As of June 12, the Delta variant comprised almost half of all variants sequenced in Los Angeles County, according to Public Health.

“While COVID-19 vaccine provides very effective protection preventing hospitalizations and deaths against the Delta variant, the strain is proving to be more transmissible and is expected to become more prevalent,” Director of Public Health Barbara Ferrer said in a statement. “Mask wearing remains an effective tool for reducing transmission, especially indoors where the virus may be easily spread through inhalation of aerosols emitted by an infected person.”

Delta variants now make up about one in five new infections across the country as opposed to one in ten infections the week before, according to Public Health.

L.A. County has confirmed 123 people infected with the variant so far, of which 110 were unvaccinated and three were partially vaccinated. The county has also recorded 3.82 million total cases and 63,612 deaths.

The variant was first identified in India and has made up 14.5% of California coronavirus reported cases in June and 4.7% in May. It has spread to more than 80 countries, reinstated lockdowns in countries like Australia, Bangladesh, Germany, South Africa, and Thailand, and will become the dominant strain of the virus globally. The variant is 40 to 60% more transmissible than the Alpha variant first identified in the U.K, which is 50% more transmissible than the original strain first identified in China.

“The Delta variant is currently the greatest threat in the U.S. to our attempt to eliminate COVID-19,” White House Chief Medical Advisor Dr. Anthony Fauci said.

Fauci said the variant currently makes up around 20% of newly diagnosed cases in the U.S.

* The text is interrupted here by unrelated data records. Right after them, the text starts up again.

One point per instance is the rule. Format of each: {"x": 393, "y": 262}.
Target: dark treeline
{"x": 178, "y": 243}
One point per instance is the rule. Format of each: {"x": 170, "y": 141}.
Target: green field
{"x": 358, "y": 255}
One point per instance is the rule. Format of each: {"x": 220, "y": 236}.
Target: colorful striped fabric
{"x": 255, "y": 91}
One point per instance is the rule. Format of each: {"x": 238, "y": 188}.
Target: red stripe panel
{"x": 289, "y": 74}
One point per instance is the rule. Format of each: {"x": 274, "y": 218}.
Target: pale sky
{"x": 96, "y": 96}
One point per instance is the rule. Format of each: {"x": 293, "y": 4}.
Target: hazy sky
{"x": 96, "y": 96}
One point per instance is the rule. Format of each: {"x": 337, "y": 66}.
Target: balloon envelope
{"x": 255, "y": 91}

However, officials have said lockdowns and stay-at-home orders from the variant are unlikely due to the number of vaccinated people in the country. Public health said “fully vaccinated people appear to be well protected from infections with Delta variants.”

“This is a pandemic of unvaccinated people,” Ferrer said last week.

Fully Pfizer-BioNTech vaccinated people are said to be 88% effective against symptomatic disease by the variant and 96% effective against hospitalization.

California has the highest vaccination rate in the country, with 49.7% of its population fully vaccinated as of this writing.

Despite the vaccination rates, the spread of the coronavirus is still faster, according to the World Health Organization, and the more the virus spreads among unvaccinated people, the more variants it will create.

“We’ve been warned three times by the U.K.,” Scripps Research Institution Executive Vice President Eric Topol said referring to previous spikes in England in early 2020 and last winter. “This time is the third warning.”

Vaccine hesitancy still remains an issue in the country, with 30% of the public saying they do not currently plan to get a vaccine, according to the Pew Research Center.

“As long as the virus is circulating elsewhere and gaining new mutations, there is probably no way to keep it out of the U.S.,” Helix Vice President of Science William Lee said. “If there are new variants abroad, unvaccinated communities in the U.S. remain at risk.”

The California government has issued efforts to increase vaccination rates, such as raffles for passes to Six Flags, the L.A. Zoo, and the La Brea Tar Pits.